Monday, September 26, 2022

Talking to Other Cancer Patients and Survivors

The website Blood-Cancer.com (for which I have written in the past, before I got too busy) had a really nice couple of articles over the past few weeks. The articles featured two of its writers, Ramae and Deb, who had been chatting for a couple of years online. Each of them is a blood cancer patient/survivor. They finally got a chance to meet one another in person. They each wrote about it separately. Ramae's story is here, and Deb's is here.

The stories came at an interesting time for me. Last week, I had the chance to speak to some other lymphoma patients/survivors. 

I keep using that "patient/survivor" thing because I don't what peoples' status is. There's whole other conversation to be had about what we call ourselves. But that's kind of part of what I want to write about.

I don't think I've ever met any of you in person, face-to-face, but I did have the pleasure of Zooming with a few of you during the pandemic, and I've had some email conversations with a whole bunch of you.

And I really enjoy making those connections. Especially with other patients/survivors.

There's something kind of oddly wonderful about hearing someone else's story. Their diagnosis, their treatment, their survival. So many of the details are different. The people I talked to last week all had more aggressive cancers. They all seemed much younger. Their diagnosis had happened much more recently. 

But so many of the details were the same. And all of the feelings were, too. The fear. The surprise and disbelief. Confusion. Guilt. Just not-knowing. 

I remember a few years ago hearing a cancer survivor talk about what it was like to tell her kids about her diagnosis. It brought back so many feelings for me of telling my own kids. It was actually painful to hear her story.

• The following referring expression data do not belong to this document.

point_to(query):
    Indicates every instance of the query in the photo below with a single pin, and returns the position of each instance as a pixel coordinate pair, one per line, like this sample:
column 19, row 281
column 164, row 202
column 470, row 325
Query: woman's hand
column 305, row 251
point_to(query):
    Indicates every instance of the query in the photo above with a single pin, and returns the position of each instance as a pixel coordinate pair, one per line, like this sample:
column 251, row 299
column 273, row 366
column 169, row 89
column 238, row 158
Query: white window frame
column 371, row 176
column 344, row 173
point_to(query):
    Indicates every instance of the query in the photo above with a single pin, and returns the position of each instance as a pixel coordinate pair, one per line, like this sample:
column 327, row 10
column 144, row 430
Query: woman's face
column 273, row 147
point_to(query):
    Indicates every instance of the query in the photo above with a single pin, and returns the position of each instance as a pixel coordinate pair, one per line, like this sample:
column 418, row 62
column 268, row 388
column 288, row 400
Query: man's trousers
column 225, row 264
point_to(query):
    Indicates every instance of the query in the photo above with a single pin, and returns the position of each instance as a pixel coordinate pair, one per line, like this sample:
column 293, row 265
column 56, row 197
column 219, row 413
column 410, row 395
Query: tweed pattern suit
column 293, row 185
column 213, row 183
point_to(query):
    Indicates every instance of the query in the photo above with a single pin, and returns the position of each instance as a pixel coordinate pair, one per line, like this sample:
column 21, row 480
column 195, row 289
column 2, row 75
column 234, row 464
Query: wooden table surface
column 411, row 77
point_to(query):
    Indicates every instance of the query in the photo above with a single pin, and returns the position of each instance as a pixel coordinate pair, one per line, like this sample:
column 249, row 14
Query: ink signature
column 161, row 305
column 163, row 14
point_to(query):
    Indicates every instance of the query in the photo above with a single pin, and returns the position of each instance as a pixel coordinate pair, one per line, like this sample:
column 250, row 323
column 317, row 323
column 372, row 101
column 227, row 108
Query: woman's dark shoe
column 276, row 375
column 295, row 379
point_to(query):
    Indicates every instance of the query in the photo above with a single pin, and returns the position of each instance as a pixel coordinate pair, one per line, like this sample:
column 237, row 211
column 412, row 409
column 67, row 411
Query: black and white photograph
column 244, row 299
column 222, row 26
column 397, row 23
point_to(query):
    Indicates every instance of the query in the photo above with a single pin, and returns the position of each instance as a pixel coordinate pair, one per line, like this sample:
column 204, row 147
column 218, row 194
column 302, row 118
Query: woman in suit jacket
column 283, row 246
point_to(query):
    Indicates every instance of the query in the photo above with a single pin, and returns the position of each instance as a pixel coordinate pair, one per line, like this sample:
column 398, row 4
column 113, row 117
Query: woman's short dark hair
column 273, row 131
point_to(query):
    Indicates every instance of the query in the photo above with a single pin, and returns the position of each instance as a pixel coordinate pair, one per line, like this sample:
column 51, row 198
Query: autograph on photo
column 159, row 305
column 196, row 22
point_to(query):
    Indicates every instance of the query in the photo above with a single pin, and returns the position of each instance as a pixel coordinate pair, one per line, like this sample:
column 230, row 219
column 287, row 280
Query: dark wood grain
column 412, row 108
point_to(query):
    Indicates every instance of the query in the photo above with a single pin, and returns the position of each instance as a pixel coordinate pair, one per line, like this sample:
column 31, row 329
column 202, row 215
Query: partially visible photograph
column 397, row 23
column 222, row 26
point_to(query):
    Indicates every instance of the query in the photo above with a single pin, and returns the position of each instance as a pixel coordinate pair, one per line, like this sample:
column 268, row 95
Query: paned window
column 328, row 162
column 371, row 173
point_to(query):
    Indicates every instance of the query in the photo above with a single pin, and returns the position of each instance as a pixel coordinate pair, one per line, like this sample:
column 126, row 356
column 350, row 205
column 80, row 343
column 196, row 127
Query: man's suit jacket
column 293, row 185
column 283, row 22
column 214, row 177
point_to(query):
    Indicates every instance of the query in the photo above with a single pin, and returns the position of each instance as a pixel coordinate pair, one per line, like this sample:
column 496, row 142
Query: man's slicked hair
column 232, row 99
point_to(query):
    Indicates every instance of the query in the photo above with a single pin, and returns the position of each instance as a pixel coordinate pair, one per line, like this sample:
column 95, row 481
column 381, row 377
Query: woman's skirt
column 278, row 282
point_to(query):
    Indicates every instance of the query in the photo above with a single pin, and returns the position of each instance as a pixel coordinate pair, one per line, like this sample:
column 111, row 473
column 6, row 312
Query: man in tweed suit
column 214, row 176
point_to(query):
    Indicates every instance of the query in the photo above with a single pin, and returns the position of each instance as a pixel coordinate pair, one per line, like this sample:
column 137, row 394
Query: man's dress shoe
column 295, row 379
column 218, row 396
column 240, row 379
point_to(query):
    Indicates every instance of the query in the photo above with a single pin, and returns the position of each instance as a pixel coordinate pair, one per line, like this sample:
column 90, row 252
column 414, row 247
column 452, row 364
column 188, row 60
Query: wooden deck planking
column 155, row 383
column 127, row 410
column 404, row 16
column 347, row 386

But at the same time, so comforting. It's a strange feeling, a kind of reverse schadenfreude. Not taking pleasure in someone else pain, but taking pleasure in sharing that pain.

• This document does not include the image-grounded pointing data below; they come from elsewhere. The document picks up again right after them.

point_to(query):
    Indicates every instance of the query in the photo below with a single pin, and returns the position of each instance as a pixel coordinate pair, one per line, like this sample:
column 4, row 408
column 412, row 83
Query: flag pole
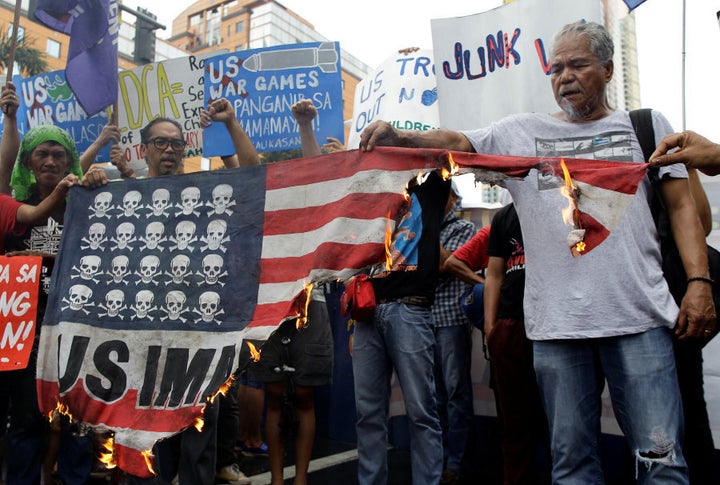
column 13, row 42
column 682, row 83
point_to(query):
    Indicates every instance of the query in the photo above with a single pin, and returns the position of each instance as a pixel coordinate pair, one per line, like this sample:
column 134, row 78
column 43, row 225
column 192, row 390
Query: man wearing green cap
column 46, row 157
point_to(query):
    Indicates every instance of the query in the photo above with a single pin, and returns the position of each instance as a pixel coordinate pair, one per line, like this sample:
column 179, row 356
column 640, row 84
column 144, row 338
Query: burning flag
column 93, row 27
column 153, row 296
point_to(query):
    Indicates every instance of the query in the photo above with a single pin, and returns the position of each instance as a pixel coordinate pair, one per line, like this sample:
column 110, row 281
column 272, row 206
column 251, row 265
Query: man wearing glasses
column 192, row 454
column 163, row 144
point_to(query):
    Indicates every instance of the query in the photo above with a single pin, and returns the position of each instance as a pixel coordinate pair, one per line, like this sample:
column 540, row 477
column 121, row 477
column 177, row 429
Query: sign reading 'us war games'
column 263, row 84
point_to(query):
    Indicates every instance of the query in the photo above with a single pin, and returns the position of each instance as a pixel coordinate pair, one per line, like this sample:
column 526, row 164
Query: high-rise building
column 251, row 24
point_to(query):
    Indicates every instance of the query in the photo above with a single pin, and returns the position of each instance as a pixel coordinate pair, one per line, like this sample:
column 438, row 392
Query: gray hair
column 599, row 40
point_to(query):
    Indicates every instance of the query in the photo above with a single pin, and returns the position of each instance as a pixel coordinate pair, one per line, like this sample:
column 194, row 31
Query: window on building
column 228, row 6
column 21, row 32
column 52, row 48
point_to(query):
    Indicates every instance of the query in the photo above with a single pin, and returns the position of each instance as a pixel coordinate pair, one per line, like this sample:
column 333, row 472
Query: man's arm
column 697, row 311
column 36, row 214
column 333, row 145
column 460, row 270
column 221, row 110
column 10, row 142
column 494, row 277
column 701, row 201
column 694, row 150
column 382, row 133
column 304, row 112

I remember, too, many years ago, hugging someone I worked with, who had been dealing with breast cancer. It was a wordless hug. We both just knew what we should be saying, and we didn't have to, because we both knew. 

I'm not saying I feel that way with every cancer patient/survivor I meet. Some experiences really are just too different. I sometimes feel strange describing my experience to someone who has had an aggressive cancer, because there are things they've been through that I haven't. 

And sometimes the words we use just don't match up. I call myself a cancer patient most of the time. I'm not cured, and I still see my oncologist twice a year. For me, it's an active disease. But sometimes I call myself a survivor, because it's what people are used to hearing. I know for some people, it means that my cancer experience is over, and we don't have to talk about it. And that's OK. I call myself a survivor to make other people comfortable sometimes. 

But despite those differences, it seems like the similarities are greater, and our experience is distilled into one common thing - we've heard a doctor tell "You have cancer," and we've felt everythig that goes with it. 

I'm not recommending that you seek out other cancer patients/survivors to talk to, unless you know they are willing to share. But if they are, it can be a wonderful thing. It just feels less isolating. 

If you've never been a part of a support group, and it feels like you need to make a connection, I highly recommend them. In-person or online -- either can work.

And, of course, I'm always happy to listen if that's what you need.